The results show that the parents’ perceptions relative to the HRQOL of children with heart disease as assessed by the PedsQL™ 3.0 Cardiac Module are reliable. However, the assessments of non-physical domains, such as treatment anxiety, communication problems, cognitive problems, and problems with perceived physical appearance, are difficult to measure due to their subjective nature. This fact strengthens the need to apply specific questionnaires on QOL to children and adolescents, rather than to their parents or caregivers alone.
The limitations of the present study must be emphasized. The inclusion criteria resulted in a small sample size because the homogeneity of the sample was prioritized by selecting one single type of heart disease. The results would have been richer and improved the reliability of some domains, such as problems with treatment, if other types of heart disease, including congenital types, would have been included.
The lack of validation studies for instruments that assess the HRQOL of children and adolescents with heart disease in Brazil hindered comparison of the results. In addition, only the Hungarian version of the PedsQL™ 3.0 Cardiac Module has been validated.
Finally, the Brazilian version of the PedsQL™ 3.0 Cardiac Module exhibited adequate reliability, reproducibility, and construct validity. The results of the present study suggest that the PedsQL™ 3.0 Cardiac Module might be used as a parameter to measure the impact of heart disease on the QOL of children and adolescents.

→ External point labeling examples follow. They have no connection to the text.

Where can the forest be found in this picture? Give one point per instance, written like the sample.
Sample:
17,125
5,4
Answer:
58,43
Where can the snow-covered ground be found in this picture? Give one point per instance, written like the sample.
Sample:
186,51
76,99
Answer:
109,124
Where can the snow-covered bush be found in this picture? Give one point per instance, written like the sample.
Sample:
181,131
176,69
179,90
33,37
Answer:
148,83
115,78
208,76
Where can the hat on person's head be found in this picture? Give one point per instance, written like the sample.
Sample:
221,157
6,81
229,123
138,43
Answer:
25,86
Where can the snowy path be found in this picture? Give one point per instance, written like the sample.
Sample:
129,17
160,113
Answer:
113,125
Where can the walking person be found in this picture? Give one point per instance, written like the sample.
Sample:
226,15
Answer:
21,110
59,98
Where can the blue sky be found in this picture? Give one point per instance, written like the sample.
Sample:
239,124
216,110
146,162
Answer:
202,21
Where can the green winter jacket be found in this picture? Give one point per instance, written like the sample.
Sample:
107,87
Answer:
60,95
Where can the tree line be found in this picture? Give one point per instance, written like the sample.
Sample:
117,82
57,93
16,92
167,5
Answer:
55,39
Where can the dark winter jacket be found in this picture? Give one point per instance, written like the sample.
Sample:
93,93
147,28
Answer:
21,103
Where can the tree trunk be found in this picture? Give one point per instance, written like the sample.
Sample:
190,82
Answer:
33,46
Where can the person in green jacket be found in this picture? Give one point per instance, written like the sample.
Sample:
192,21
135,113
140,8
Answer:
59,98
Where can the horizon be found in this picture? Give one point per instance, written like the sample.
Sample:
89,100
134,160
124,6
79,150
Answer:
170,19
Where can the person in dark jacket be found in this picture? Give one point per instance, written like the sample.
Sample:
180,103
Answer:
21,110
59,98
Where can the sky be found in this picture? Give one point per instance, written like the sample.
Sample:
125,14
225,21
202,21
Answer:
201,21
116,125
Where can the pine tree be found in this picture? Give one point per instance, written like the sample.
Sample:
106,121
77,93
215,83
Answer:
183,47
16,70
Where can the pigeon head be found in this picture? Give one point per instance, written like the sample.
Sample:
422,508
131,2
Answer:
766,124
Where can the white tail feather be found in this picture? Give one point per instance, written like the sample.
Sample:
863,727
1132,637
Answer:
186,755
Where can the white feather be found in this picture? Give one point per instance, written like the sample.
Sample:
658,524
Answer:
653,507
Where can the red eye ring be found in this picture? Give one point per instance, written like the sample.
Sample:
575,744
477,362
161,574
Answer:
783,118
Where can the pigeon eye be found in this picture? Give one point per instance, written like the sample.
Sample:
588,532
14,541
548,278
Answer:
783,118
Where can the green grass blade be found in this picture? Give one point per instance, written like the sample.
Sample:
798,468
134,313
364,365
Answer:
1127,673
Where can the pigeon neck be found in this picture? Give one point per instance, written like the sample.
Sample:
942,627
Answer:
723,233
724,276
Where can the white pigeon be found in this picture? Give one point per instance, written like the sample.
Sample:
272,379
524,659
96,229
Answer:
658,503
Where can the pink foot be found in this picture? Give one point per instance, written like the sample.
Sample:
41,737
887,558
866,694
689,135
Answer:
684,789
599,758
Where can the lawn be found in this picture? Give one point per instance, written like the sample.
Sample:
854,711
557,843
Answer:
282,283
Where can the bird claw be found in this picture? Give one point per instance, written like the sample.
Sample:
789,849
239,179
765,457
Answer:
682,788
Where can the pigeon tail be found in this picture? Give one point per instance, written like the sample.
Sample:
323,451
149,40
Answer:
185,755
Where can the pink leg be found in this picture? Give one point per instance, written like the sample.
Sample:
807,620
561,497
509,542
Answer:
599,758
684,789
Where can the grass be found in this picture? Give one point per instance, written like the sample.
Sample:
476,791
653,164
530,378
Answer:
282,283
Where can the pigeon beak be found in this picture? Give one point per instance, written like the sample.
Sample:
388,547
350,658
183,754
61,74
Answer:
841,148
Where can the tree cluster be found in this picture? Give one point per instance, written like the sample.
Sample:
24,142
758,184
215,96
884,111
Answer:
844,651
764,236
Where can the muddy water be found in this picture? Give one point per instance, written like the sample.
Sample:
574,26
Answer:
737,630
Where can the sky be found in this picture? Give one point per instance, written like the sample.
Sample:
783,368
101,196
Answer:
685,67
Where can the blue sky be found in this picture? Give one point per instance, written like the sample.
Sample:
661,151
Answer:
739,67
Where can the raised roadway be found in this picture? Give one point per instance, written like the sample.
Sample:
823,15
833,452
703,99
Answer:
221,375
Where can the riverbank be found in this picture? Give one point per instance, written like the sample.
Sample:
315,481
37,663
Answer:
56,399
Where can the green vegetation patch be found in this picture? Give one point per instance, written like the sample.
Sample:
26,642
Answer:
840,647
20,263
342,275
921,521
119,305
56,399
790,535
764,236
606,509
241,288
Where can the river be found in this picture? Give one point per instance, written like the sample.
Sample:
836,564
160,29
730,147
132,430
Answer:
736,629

The scores on the physical and non-physical domains confirm the need to subject children and adolescents with rheumatic heart disease to global assessment of their HRQOL. In cases where the scores from the physical domain do not agree with the severity of disease, communication to elucidate misconceptions and soothe fears, ergometric tests to provide reassurance, and prescriptions of exercise or rehabilitation might improve psychosocial QOL.
Identification of problems in the domains of perceived physical appearance, treatment anxiety, and communication problems involves referral to psychosocial treatment programs and the need to enhance participation in social activities, such as camps.
Early identification of low scores in the cognitive domain, including attention problems, indicates the need for more thorough assessment, including neuropsychological evaluation.